As brick-and-mortar retailers continue the widespread adoption of EMV technology to combat credit card fraud, fraudsters are migrating to the ecommerce space where credit card information is more vulnerable to theft. We advise that online merchants maintain a vigilant eye, even over items you would least expect to be targeted for theft. We examined more than two million online transactions across thousands of our customers spanning a variety of industries to produce the first-ever Grinch Who Stole Christmas-themed “Cyber Grinch” report. Among our findings, Patagonia cocktail dresses have the highest ratio of fraud attempts to legitimate purchases.
We found that the top categories of products most affected by attempted fraud are pet products, 3D printers, gift cards and books. Somewhat ironically, business law textbooks accounted for a significant portion of fraudulently ordered books. Other findings show merchants are 30 percent more likely to experience a fraudulent medical equipment purchase than a fraudulent energy drink purchase, 26 percent more likely to experience a fraudulent pet food purchase than a fraudulent shoe purchase, and 12 percent are more likely to experience a fraudulent gift card transaction than a diaper transaction. The items listed below are the top 10 products that have the highest percentage of fraud attempts out of total number of items bought in that category:
- Patagonia Cocktail Dresses
- Smith and Roberson’s Business Law Textbook
- Textbooks
- Taste of the Wild High Prairie Dry Dog Food
- CVS Gift Card – Swappable Physical
- CVS eCert – Gift App
- Printer Cartridges (incl. 3D)
- Taste of the Wild Wetlands Dry Dog Food
- Vaporizer
- 3D Printer
In addition, some of the most unexpected items stolen online were candy, diapers and energy drinks.
“Fraudsters are typically looking for commonly purchased products because they have good resale value,” explains Stefan Nandzik, Director of Marketing at Signifyd. “In order for them to scale their operations, they need to offload stolen products quickly. If they offer goods like diapers and pet food for below market value on a secondary market, they can monetize rapidly and easily, because price-conscious customers will jump on the chance to buy name-brand products at a lower price.”
The upward trend of fraud losses as a portion of revenue for all merchants continues in 2015 at 1.32 percent, up from 0.68 percent in 2014. The loss is even higher for international merchants at 1.56 percent. It’s estimated that merchants take another 3 percent loss when it comes to transactions wrongfully declined. Some consumers have adopted the use of more secure tokenized payment systems like Apple Pay, but that only accounts for one percent of all U.S. retail transactions and is extremely unreliable for online transactions. Since consumers and banks aren’t liable for online fraudulent transactions, ecommerce retailers need to take their own precautionary measures, and they can’t neglect those less valuable items either.
Methodology
The data was collected from over two million online credit card transactions, across thousands of ecommerce merchants, during the month of October.
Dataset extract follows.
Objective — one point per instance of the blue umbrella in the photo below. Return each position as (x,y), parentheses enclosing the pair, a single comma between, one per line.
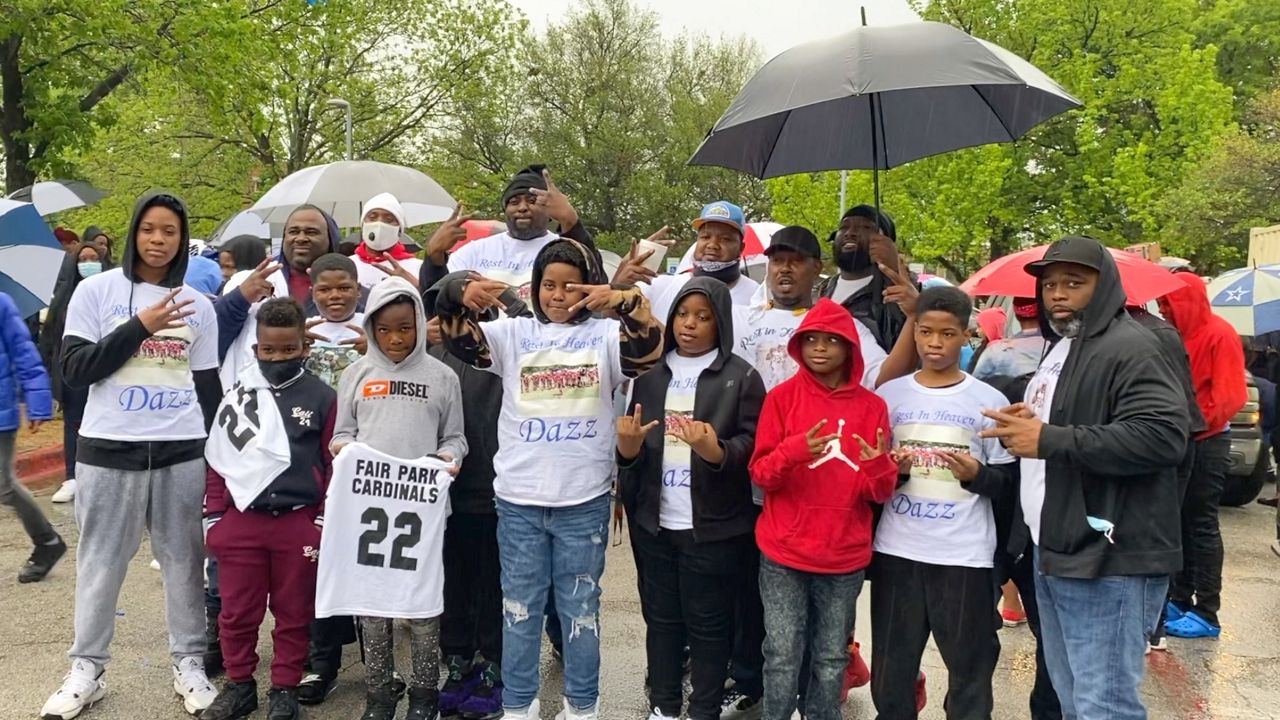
(30,256)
The likelihood of a purchase being fraudulent was determined by running the sample through a fraud scoring engine. The resulting data was categorized by specific products in addition to the broader retail categories those products fall into, then the number of fraudulent purchases was compared to the total number of purchases in each respective category. These comparisons were used to rank the products from most likely to least likely to be affected by fraud, as shown in the list above.